Certes, c’est à vous de faire certains changements pour améliorer votre bien-être au quotidien, mais NON, vous n’avez pas à être au top tous les jours. Il est illusoire de penser que vous vous trouvez sur une courbe linéaire qui augmente sans arrêt.

2. Endosser seul ses responsabilités

Tout comme la philosophie possède différents courants de pensée, il en va de même avec le développement personnel. Dans ce cadre, il n’est pas rare d’entendre des phrases telles que « vous êtes responsables d’absolument tout ce qui vous arrive dans la vie ». Cela pourrait s’appliquer au burn-out ou à n’importe quelle sorte d’épuisement, mais aussi à d’autres évènements de la vie plus dramatiques (violences en tout genre). Dans ces derniers cas, je ne rentrerai pas dans le débat puisque ce n’est pas l’objet de ce blog et je n’y suis pas familière. Je préfère me cantonner à l’épuisement professionnel ici.

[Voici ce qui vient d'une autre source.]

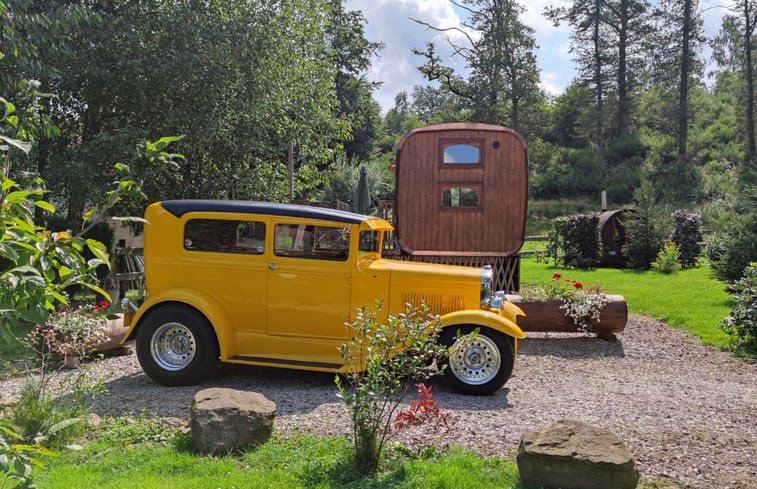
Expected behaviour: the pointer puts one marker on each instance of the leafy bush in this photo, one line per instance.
(17, 459)
(384, 360)
(574, 241)
(68, 335)
(742, 322)
(732, 249)
(687, 236)
(668, 259)
(59, 410)
(645, 228)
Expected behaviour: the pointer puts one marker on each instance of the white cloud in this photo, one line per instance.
(389, 22)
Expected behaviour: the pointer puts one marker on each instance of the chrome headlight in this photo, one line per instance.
(498, 299)
(486, 286)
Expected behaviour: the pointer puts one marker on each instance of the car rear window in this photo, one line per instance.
(225, 236)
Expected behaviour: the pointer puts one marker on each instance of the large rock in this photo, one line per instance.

À la base, cette formule est plutôt bien intentionnée : j’avais tendance à me dire que oui, comme je suis responsable, je peux agir pour améliorer ma vie et mon bien-être. Mais cela demande d’avoir assez de recul pour savoir ce dont on est vraiment responsable et ce qui est hors de notre contrôle. Alors oui, si on va par là, c’est moi qui choisis de prendre des missions supplémentaires au travail, c’est moi qui me mets une pression d’enfer. En allant encore plus loin, c’est moi qui autorise mon responsable à mal me parler en m’écrasant comme en crêpe et en me laissant faire.

Mais quid de tout l’environnement dans lequel nous vivons ? De notre éducation, des valeurs inculquées par nos parents ? Est-on réellement à 100 % responsable de ce qui nous arrive ? Quand on plonge peu à peu dans la dépression, cette manière de voir les choses peut nous enfoncer dans le cercle vicieux de la culpabilité, et nous pousser à toujours plus nous blâmer nous-mêmes. Et repousser d’autant notre guérison.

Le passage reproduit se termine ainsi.